Nature Profile


Red Maple

Acer rubrum

Red maple provides brilliant fall foliage in our woodlands and cultivated landscapes. Acer rubrum is the fourth most common tree in the natural areas of The Holden Arboretum, trailing Acer saccharum (sugar maple), Fagus grandifolia (American beech), and Liriodendron tulipifera (tuliptree). It is native from southern Ontario to Newfoundland, south to eastern Texas and just north of Miami, Fla.

One of our more impressive red maples is in the Sugarbush woods, west of Sperry Road, and south of the stream, on a rise just east of the wetland. It has a height of about 90 feet, a spread of about 44 feet and a diameter at breast height (DBH) of over 40 inches. Its age is hard to guess, but it is most likely more than 100 years old given its large trunk and its bark that has shed the shaggy strips that are common on mature red maples.

Of the 112 red maples planted in Holden’s gardens and fields, 77 remain (19 died and 16 were removed). There are currently 20 cultivars (cultivated varieties) of Acer rubrum in our plant collection including 10 individuals of ‘Red Sunset’. Acer rubrum ‘Red Sunset’ was highly recommended by the Ohio Nursery and Landscape Association’s Plant Selection Committee in 1982. Our specimens average 40 feet in height after 40 years and reward us each October with foliage that simply glows. I noticed a specimen last fall on the south side of Willoughby Fine Arts parking lot that was a prime example of why this cultivar is still the best selling red maple and perhaps even the best selling tree in the country.

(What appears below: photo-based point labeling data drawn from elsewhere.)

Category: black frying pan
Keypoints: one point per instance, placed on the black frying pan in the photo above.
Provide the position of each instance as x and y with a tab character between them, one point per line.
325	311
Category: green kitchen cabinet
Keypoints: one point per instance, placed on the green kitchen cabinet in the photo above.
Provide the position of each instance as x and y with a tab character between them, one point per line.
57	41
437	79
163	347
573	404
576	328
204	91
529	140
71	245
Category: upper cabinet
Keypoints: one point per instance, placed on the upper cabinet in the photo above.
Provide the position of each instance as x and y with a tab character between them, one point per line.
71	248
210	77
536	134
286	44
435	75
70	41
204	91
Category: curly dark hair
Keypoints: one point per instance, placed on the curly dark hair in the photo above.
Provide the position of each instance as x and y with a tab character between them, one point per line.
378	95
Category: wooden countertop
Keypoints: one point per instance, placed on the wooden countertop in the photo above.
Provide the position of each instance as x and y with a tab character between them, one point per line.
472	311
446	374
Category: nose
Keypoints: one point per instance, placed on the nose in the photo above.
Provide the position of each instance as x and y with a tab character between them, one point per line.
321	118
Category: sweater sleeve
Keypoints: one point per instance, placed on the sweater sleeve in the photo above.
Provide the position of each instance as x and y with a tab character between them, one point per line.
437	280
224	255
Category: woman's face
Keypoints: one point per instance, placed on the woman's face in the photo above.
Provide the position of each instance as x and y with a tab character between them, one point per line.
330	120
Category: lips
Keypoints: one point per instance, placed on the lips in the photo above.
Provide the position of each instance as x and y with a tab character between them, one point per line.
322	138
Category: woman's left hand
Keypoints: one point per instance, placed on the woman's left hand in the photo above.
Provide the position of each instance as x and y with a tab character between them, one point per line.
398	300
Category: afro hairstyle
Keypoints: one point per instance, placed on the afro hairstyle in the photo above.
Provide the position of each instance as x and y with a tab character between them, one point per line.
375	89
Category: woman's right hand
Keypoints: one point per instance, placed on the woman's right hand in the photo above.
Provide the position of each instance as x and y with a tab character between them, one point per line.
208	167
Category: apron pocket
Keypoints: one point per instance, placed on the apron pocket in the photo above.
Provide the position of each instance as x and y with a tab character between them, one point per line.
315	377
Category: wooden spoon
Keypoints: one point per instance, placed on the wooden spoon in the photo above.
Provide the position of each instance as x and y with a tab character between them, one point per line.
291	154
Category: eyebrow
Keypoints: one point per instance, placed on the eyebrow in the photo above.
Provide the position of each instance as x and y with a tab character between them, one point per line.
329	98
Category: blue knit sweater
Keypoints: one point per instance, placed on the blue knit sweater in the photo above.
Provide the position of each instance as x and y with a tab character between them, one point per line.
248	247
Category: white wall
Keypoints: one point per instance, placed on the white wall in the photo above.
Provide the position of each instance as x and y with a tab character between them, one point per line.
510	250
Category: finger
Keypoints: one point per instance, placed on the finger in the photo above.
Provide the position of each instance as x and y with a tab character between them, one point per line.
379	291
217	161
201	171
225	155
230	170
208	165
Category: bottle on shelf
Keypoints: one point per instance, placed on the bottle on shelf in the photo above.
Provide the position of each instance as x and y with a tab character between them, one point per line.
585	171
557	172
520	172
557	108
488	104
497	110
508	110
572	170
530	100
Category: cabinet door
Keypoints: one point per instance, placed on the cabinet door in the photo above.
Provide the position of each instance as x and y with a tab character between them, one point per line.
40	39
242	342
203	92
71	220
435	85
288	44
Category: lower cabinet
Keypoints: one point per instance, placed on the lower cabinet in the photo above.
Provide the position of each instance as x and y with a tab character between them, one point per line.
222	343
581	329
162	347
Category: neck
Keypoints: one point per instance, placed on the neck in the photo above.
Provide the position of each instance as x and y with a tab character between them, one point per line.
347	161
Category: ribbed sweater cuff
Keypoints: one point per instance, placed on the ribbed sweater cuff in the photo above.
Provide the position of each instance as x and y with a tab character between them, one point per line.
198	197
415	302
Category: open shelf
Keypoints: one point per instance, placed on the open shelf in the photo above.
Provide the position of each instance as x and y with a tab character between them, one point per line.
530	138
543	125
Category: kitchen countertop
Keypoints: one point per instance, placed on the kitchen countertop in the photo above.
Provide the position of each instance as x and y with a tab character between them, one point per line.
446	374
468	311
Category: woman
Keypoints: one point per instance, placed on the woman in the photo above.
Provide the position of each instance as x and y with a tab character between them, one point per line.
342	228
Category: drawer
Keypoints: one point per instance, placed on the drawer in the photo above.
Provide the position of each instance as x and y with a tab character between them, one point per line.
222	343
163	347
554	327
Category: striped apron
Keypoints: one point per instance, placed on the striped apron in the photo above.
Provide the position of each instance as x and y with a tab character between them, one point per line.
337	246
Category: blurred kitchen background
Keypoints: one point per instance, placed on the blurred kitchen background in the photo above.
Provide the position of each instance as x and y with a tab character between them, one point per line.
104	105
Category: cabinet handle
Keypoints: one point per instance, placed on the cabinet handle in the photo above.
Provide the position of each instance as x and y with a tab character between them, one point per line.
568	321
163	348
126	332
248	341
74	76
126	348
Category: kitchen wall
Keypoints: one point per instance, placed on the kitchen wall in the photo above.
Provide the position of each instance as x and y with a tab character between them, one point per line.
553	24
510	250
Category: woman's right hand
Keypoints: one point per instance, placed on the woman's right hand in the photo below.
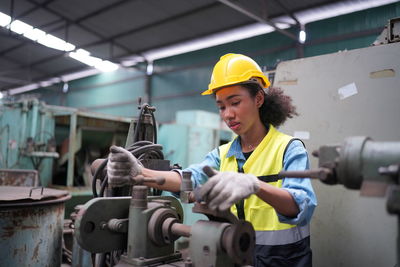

Another worthy red maple cultivar at Holden is ‘October Glory’. Its fall foliage is a deeper red than ‘Red Sunset,’ and it has on average wider branch angles that may prove to be stronger than those of ‘Red Sunset’. One Acer rubrum ‘October Glory’ is located along the exit drive of the parking area. There the soil is usually fairly dry in late summer and as a result the tree turns color anytime between late August and late September and is usually defoliated in mid-October. In contrast an ‘October Glory’ planted in the wet meadow south of the Arborvitae Collection has turned color between late September and early October, and is usually defoliated by early to mid November.

The flowers of red maple appear in March-April and color the tree a subtle reddish haze. Trees are either male or female. By mid to late May seeds are ripe and ready to be carried off by the wind. Seed crops can be so heavy some years on female trees that not much foliage is produced until June. There are a number of naturally occurring hybrids of red maple with silver maple. These Freeman maples, Acer x freemanii (A. rubrum x A. saccharinum) tend to be faster growing than red maples. Some selections have been made that combine the best qualities of both parents. Acer freemanii ‘Autumn Blaze’ grows over 2’ per year and has red fall foliage in October, sometimes starting in late September and ending in early November. One ‘Autumn Blaze’ planted in the Specimen Tree Collection as a balled and burlapped tree, with a trunk measuring 2 inches in diameter 6 inches above the ground in 1990 measured 53’ x 40’ in October 2009.